Using ONNX Runtime, developers can easily switch between different frameworks for specific stages of the development process, including rapid training, flexible network architecture, and inferencing. This flexibility allows developers to choose the most appropriate framework for their specific use case and integrate it with the rest of their ML pipeline. The standardization provided by ONNX Runtime helps to reduce the complexity of the ML development process and ensures that ML models can be easily ported across different environments.
Fundamentals
ORT for Inference
At the most general level and not from a statistician’s point of view, inference refers to the process of applying a trained machine learning model to new input data to make predictions or decisions.
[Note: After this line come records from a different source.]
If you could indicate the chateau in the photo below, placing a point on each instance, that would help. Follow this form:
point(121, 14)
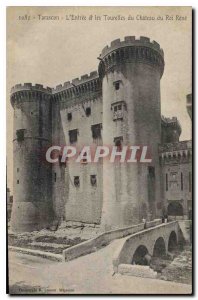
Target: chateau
point(118, 105)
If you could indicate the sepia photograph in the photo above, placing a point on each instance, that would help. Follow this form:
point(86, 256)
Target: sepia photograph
point(99, 150)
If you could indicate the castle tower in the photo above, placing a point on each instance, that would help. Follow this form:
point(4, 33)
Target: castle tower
point(171, 130)
point(32, 207)
point(130, 72)
point(189, 105)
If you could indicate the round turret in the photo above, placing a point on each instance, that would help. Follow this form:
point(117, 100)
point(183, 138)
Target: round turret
point(32, 207)
point(130, 71)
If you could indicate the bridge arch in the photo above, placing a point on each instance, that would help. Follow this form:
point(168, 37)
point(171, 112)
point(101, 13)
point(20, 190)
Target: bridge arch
point(159, 248)
point(175, 209)
point(139, 255)
point(172, 241)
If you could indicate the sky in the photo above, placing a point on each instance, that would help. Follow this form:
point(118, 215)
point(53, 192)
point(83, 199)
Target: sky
point(51, 52)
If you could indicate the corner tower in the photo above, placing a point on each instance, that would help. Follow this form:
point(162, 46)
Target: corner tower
point(32, 207)
point(130, 71)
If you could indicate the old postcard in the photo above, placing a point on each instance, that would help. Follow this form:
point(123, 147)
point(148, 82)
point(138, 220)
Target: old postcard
point(99, 150)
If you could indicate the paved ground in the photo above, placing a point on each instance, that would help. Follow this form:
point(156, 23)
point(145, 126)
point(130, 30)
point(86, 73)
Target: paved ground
point(90, 274)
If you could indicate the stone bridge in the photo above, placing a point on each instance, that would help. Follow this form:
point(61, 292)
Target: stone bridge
point(155, 241)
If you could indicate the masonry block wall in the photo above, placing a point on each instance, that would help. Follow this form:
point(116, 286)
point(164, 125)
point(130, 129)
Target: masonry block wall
point(119, 105)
The input data is fed into the model, and the model uses its learned parameters and algorithms to generate an output that represents the predicted outcome for that input. This output can take many forms, depending on the type of model and the nature of the problem being solved.
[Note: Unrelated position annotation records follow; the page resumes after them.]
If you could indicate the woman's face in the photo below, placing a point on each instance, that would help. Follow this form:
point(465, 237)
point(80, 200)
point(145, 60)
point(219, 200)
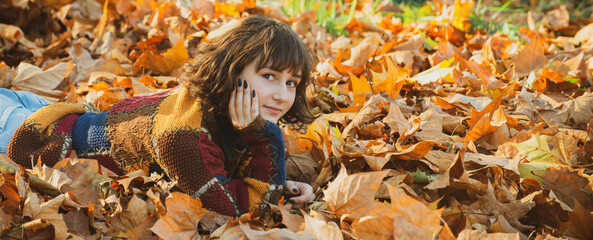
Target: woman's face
point(275, 91)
Inference is a critical step in the machine learning workflow, as it enables models to be used in real-world applications to make decisions or provide insights. ONNX Runtime offers a performance boost to the inference process by leveraging Execution Providers (EPs), which are hardware-specific optimization modules designed for various types of hardware, such as CPUs, GPUs, and FPGAs. Some use cases include:
- Enhance inference in ML models.
- Run on different hardware and OS configurations.
- Train models using Python and deploy them into a C#, C++, or Java App.
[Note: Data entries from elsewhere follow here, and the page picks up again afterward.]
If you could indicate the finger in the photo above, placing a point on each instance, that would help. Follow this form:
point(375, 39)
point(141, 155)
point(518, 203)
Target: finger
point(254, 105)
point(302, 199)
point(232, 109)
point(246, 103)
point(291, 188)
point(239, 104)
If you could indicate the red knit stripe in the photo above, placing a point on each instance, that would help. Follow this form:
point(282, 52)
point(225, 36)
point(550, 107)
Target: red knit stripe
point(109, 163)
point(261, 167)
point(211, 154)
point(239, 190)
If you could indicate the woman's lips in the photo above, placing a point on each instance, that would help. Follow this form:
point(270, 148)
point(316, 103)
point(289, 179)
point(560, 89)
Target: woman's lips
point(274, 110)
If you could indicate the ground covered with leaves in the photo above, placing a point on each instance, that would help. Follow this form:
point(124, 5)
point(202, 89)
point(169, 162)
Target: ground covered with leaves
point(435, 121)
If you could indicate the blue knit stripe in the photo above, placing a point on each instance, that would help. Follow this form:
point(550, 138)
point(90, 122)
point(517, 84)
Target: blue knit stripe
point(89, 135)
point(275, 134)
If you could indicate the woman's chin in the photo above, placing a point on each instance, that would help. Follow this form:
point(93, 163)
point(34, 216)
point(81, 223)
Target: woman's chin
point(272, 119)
- Train and execute models created in different frameworks.
Hardware Acceleration
ONNX Runtime supports hardware acceleration through Execution Providers, which enable developers to optimize the execution of their ONNX models by leveraging the specific compute capabilities of the hardware platform. It offers a flexible and extensible architecture, allowing developers to deploy their ONNX models in different environments, including on-premises, cloud, and edge devices, and take advantage of the available hardware resources to accelerate the model inference.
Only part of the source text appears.